Apparently, Gay Men Are More Likely to Hook Up When This Happens

Watch that percentage.

Low Phone Battery and Hook Ups for Gay Men

(Last Updated on July 19, 2019 by Datezie Editors)

Everyone is enticed by a no-strings-attached encounter for different reasons. Sometimes, it’s to get over a terrible, sex-less relationship. Perhaps, it’s when you’re in the mood to do the horizontal tango — but you’re not ready for anything serious. Everyone has their motivations — all of which are warranted and personal — but a recent study found an interesting trend in the LGBTQ community. 

Apparently, gay men are more likely to say “yes” to a hookup when their cell phone is dying. 

Yep: you read that right. Why though? It boils down to a sense of urgency that forces many to hop on board or abandon ship. 

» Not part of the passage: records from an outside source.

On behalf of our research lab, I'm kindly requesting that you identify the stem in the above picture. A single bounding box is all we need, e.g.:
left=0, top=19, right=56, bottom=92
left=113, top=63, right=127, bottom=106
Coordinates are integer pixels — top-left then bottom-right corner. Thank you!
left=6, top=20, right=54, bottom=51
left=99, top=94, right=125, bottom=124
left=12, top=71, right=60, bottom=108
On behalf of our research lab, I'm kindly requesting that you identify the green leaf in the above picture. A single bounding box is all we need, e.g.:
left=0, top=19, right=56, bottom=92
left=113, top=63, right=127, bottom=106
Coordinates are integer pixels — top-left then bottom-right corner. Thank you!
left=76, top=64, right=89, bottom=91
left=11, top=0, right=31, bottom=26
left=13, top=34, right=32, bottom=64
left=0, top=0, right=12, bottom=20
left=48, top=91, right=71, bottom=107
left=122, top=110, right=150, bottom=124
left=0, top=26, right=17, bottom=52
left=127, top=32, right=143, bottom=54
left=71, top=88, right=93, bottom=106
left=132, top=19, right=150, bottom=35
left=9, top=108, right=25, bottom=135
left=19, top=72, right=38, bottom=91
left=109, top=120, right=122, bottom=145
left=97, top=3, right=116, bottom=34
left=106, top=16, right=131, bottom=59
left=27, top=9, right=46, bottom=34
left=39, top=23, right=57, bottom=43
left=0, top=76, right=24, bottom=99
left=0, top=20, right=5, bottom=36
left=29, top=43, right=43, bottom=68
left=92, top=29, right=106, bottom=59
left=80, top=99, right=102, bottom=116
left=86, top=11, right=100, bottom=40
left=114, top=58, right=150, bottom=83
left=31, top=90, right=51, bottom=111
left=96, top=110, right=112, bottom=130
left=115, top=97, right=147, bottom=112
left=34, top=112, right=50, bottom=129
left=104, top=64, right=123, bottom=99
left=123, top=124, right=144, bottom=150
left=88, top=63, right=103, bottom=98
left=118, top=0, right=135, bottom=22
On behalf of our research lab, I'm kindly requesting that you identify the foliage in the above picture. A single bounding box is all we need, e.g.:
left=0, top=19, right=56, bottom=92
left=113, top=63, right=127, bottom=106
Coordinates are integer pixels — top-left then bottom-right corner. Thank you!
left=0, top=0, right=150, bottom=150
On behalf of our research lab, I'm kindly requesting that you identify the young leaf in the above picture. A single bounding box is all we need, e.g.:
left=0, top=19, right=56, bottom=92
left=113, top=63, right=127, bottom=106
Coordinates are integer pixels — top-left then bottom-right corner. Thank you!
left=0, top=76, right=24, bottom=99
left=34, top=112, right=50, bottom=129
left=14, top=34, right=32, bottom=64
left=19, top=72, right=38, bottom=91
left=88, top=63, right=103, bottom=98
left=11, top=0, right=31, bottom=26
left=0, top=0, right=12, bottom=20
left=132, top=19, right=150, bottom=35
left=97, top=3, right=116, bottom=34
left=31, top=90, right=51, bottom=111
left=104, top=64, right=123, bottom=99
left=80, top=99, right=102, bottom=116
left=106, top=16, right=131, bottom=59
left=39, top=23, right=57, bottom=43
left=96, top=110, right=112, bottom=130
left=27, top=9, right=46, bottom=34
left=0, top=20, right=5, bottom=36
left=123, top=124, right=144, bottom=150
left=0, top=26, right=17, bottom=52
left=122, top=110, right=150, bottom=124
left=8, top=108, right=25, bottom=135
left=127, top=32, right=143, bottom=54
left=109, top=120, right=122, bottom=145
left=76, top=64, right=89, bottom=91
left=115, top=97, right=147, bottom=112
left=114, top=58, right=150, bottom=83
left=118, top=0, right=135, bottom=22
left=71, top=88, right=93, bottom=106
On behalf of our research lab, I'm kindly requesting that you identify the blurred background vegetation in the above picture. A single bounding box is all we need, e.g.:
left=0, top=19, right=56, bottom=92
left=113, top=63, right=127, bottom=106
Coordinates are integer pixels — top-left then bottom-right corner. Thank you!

Researchers at the Department of Psychology at Kwantlen Polytechnic University in Canada analyzed 262 men who have sex with men and who used Tinder, Grindr or both at least once a week. To test out their theories, they split up participants into “battery life” groups, set at 5 percent, 20 percent and 100 percent. Those in the 5 or the 20 percent were far more likely to agree to hookup than those who had a full charge — and could keep the swiping or conversation going for longer. 

It’s important to note this is the first study of its kind — and a very small sample of an entire sexual orientation population. Further research is definitely needed to really correlate low battery life and the opportunity of sex — but some of the reasoning does make sense: Aren’t you more likely to do something when you’re running out of juice?

Say, when you have 10 percent and Uber is surging — will you suck it up and pay the fee? Or when you’re arguing with your pal about where to go to dinner and you know your battery is about to bite it? You’ll probably give into their suggestion. Need to hop on a flight and have an annoying email to respond to — you’ll keep it short and turn on airplane mode to conserve

As the study says: “The results offer insight into how something apparently inconsequential such as a cellphone battery, can impair decision-making about something of far greater consequence — in this case, the decision to engage in an online sexual encounter.”

What do you think? Would you decide to go all the way with someone — and perhaps, um, borrow their charger before you head out the door?